Since Wang’s death, Den said she had noticed a significant increase in the number of medical professionals coming to see the play to educate themselves, as well as those who felt a more personal connection with the poignant story.

“I’ve had a number of Chinese nationals or people of Chinese descent come up to me … and break down crying because they’ve experienced similar situations in terms of helplessness against the government,” she said. “The reception has been more than I could have expected.”

Den described Wang as a “cheerful, funny and humble” person who was open and supportive of everyone involved in the play.

“She was so unassuming, if you saw her walking down the street you’d just think she was somebody’s auntie,” she said.

She’s simply a woman who, in some people’s opinion, is too stubborn in her need for truth Celeste Den, actress

In the play, Den, Boyd and Cowhig do not shy away from bringing out the less flattering sides of Wang’s character, portraying her as a fully rounded individual rather than a saint or martyr.

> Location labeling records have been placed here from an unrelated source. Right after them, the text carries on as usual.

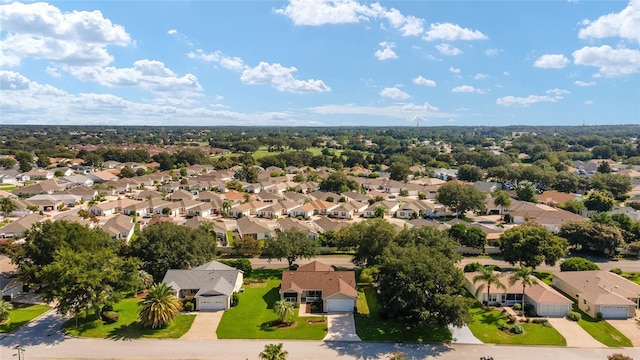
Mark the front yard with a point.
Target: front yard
(127, 326)
(254, 318)
(371, 327)
(485, 326)
(22, 314)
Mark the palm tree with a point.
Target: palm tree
(524, 274)
(379, 212)
(159, 306)
(502, 199)
(488, 276)
(5, 307)
(283, 308)
(7, 205)
(274, 352)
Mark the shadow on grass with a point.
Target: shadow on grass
(271, 297)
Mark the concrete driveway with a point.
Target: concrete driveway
(630, 328)
(341, 327)
(575, 335)
(204, 326)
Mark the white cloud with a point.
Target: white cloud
(281, 78)
(584, 83)
(525, 102)
(492, 52)
(422, 81)
(148, 74)
(446, 49)
(42, 31)
(451, 32)
(386, 52)
(611, 62)
(558, 92)
(551, 61)
(625, 24)
(227, 62)
(394, 93)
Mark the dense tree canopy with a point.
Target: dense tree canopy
(168, 246)
(530, 244)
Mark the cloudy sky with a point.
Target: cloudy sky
(313, 62)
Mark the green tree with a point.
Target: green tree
(419, 284)
(5, 309)
(368, 238)
(7, 206)
(290, 244)
(159, 307)
(501, 199)
(578, 264)
(599, 201)
(284, 309)
(274, 352)
(525, 275)
(469, 173)
(488, 277)
(169, 246)
(461, 198)
(530, 244)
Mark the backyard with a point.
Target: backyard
(127, 327)
(371, 327)
(254, 318)
(22, 314)
(485, 326)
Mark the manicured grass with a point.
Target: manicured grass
(254, 317)
(127, 326)
(602, 331)
(22, 314)
(545, 276)
(370, 327)
(633, 276)
(485, 327)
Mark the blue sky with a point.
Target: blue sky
(313, 62)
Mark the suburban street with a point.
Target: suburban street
(42, 340)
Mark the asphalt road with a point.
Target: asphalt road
(345, 262)
(42, 339)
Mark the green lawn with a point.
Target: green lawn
(22, 314)
(254, 317)
(370, 327)
(602, 331)
(128, 326)
(485, 327)
(633, 276)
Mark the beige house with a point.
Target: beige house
(601, 292)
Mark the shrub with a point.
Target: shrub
(574, 316)
(110, 317)
(189, 306)
(517, 329)
(578, 264)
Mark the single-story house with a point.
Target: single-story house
(313, 281)
(600, 291)
(211, 285)
(546, 300)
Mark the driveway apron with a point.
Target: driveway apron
(341, 327)
(204, 326)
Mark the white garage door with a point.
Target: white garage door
(212, 303)
(339, 305)
(553, 310)
(614, 312)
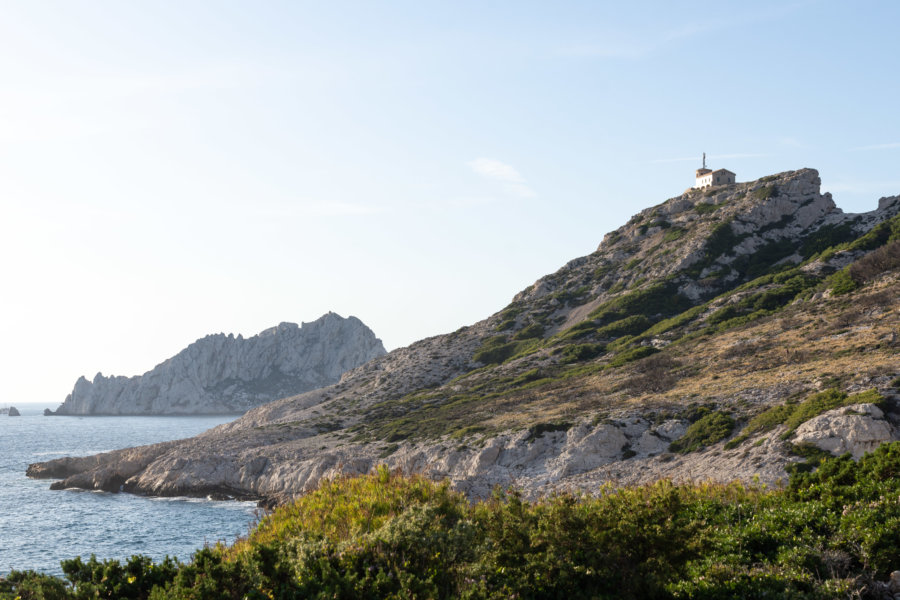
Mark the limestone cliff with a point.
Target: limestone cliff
(722, 303)
(222, 374)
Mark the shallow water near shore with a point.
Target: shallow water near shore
(40, 527)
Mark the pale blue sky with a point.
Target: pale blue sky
(172, 169)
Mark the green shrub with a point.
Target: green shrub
(841, 283)
(676, 233)
(828, 535)
(764, 193)
(627, 326)
(535, 330)
(705, 208)
(631, 355)
(708, 430)
(579, 352)
(539, 429)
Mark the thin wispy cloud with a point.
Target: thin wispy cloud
(320, 209)
(889, 146)
(507, 175)
(793, 143)
(708, 157)
(635, 45)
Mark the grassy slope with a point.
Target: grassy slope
(784, 328)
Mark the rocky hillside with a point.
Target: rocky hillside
(222, 374)
(734, 332)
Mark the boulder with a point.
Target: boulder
(856, 429)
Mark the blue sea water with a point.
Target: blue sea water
(40, 527)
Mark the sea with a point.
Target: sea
(40, 527)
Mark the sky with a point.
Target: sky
(172, 169)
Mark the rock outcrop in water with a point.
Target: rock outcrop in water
(688, 322)
(222, 374)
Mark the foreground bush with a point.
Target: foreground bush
(832, 533)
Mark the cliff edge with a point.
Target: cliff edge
(224, 374)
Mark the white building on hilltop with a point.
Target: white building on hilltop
(708, 177)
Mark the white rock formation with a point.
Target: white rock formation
(226, 374)
(856, 429)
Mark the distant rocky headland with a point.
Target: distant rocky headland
(739, 331)
(224, 374)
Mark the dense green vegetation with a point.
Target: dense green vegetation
(706, 431)
(831, 533)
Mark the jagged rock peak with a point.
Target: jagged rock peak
(222, 373)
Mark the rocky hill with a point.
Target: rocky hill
(734, 332)
(223, 374)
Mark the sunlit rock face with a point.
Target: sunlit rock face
(222, 374)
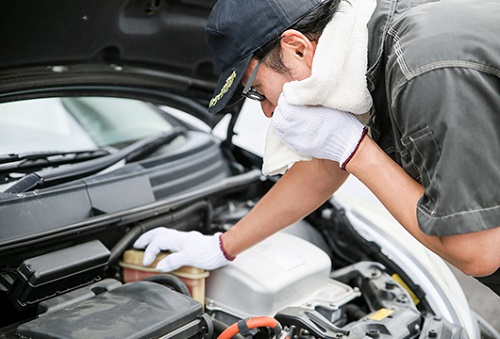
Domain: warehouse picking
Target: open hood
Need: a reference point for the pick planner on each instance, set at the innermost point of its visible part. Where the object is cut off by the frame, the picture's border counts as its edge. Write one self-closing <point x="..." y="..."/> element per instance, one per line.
<point x="153" y="49"/>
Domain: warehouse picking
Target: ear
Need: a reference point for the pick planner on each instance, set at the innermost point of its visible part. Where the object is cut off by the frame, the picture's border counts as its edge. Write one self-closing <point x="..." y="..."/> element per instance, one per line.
<point x="296" y="47"/>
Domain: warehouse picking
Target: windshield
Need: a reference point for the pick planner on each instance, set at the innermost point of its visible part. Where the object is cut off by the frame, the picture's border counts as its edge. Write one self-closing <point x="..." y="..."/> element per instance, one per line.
<point x="76" y="123"/>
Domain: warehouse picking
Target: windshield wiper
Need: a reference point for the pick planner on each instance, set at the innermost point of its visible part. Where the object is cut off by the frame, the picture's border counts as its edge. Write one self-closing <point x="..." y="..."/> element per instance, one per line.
<point x="34" y="161"/>
<point x="130" y="153"/>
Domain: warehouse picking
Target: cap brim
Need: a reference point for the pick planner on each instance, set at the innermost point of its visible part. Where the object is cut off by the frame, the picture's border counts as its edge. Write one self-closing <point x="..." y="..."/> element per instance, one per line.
<point x="229" y="87"/>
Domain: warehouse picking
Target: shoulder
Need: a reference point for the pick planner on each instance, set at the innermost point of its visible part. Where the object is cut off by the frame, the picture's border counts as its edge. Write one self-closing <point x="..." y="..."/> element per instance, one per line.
<point x="447" y="34"/>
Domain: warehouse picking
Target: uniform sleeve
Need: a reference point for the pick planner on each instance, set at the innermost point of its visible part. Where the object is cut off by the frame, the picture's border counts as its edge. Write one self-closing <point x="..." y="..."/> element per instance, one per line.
<point x="449" y="124"/>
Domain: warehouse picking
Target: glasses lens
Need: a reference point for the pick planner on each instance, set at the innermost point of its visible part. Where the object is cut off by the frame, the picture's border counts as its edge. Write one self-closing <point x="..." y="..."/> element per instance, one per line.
<point x="254" y="95"/>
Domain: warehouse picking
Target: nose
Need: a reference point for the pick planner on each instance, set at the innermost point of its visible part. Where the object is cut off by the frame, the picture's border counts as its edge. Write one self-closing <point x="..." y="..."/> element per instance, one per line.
<point x="267" y="108"/>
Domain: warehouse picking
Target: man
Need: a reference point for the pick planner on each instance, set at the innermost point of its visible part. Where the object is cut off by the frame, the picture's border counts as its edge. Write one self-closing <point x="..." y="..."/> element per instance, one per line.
<point x="429" y="75"/>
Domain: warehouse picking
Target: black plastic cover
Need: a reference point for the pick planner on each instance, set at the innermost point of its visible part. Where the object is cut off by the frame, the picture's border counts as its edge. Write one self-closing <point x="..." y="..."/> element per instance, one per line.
<point x="54" y="273"/>
<point x="139" y="309"/>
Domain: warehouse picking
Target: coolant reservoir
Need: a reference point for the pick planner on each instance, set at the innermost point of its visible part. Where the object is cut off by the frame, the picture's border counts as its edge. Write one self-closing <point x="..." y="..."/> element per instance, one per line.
<point x="283" y="270"/>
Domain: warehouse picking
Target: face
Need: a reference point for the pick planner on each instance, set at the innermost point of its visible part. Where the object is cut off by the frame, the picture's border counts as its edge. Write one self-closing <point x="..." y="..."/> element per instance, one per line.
<point x="267" y="82"/>
<point x="297" y="54"/>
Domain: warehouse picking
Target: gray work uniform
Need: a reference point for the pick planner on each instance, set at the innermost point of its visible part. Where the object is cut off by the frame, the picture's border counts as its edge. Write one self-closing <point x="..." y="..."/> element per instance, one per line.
<point x="434" y="74"/>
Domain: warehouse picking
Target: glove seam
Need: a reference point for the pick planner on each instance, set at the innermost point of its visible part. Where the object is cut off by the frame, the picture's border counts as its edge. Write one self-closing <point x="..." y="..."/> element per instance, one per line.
<point x="223" y="250"/>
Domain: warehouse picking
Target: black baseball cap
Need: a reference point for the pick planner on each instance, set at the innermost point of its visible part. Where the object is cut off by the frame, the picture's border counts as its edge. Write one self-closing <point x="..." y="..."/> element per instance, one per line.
<point x="238" y="28"/>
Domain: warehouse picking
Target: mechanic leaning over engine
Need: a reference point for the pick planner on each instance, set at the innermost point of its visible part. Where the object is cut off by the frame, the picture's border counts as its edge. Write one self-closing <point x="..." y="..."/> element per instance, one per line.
<point x="428" y="76"/>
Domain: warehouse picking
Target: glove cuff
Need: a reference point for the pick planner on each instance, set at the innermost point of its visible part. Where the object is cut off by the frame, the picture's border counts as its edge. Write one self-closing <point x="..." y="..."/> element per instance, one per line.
<point x="363" y="133"/>
<point x="223" y="250"/>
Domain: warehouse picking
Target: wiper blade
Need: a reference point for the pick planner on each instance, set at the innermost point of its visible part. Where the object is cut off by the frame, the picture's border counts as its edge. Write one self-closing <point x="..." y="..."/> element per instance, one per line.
<point x="130" y="153"/>
<point x="34" y="161"/>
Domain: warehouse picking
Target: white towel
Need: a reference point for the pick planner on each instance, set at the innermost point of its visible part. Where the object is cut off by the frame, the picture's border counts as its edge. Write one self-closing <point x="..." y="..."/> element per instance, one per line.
<point x="337" y="79"/>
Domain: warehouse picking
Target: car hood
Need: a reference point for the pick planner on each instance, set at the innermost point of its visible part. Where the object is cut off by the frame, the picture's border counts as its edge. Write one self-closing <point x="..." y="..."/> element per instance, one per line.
<point x="154" y="49"/>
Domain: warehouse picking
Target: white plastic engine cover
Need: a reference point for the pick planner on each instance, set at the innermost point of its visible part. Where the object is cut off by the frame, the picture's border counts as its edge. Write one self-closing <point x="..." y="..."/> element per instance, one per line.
<point x="283" y="270"/>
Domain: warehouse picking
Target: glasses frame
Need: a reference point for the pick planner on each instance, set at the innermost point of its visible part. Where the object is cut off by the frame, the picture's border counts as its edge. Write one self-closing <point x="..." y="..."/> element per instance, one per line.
<point x="248" y="91"/>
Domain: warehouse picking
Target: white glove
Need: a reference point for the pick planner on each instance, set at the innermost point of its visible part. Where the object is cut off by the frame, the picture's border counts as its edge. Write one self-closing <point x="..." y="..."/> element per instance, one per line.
<point x="318" y="131"/>
<point x="190" y="249"/>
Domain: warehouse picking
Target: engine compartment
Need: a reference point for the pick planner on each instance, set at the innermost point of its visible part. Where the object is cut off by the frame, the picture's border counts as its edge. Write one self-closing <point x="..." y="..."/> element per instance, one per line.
<point x="318" y="278"/>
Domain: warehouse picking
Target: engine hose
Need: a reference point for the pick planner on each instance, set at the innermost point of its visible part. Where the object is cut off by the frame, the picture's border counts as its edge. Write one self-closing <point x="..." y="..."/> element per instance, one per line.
<point x="170" y="281"/>
<point x="220" y="326"/>
<point x="245" y="325"/>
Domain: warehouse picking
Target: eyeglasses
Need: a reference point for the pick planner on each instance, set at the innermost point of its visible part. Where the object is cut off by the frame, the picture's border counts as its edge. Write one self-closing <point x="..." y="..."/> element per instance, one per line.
<point x="248" y="91"/>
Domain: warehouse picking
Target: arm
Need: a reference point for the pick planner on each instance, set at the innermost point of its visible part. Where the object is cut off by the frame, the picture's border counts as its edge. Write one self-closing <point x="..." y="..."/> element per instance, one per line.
<point x="301" y="190"/>
<point x="475" y="253"/>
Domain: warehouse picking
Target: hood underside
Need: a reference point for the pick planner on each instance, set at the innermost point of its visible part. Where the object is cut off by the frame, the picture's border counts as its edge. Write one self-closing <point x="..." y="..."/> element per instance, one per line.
<point x="132" y="48"/>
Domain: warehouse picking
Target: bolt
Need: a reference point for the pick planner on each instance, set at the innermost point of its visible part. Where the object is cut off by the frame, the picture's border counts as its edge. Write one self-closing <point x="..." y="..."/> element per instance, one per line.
<point x="390" y="285"/>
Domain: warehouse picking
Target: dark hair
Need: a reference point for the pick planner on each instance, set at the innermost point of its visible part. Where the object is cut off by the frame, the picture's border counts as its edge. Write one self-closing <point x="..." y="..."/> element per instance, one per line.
<point x="311" y="25"/>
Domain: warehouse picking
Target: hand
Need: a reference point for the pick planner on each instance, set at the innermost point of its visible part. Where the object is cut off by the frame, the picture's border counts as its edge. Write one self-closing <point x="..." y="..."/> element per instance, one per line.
<point x="318" y="131"/>
<point x="190" y="249"/>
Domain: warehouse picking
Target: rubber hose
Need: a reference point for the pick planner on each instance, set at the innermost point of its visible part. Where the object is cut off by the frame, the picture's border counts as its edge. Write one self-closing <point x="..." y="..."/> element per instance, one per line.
<point x="171" y="281"/>
<point x="251" y="323"/>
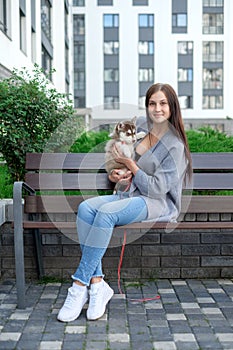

“She’s simply a woman who, in some people’s opinion, is too stubborn in her need for truth. She is willing to hurt her family, to hurt her husband, to bring harassment and intimidation to people she cares about,” Den said.

“Both the director and Frances encouraged me to not sugarcoat her, not to make her saintly, she is a complex woman, sometimes stubborn and ugly.”

The play ended its run on October 12, but Cowhig said she planned to translate the script into Chinese so it eventually could be produced in Taiwan, as well as in other media such as film, television and podcasts.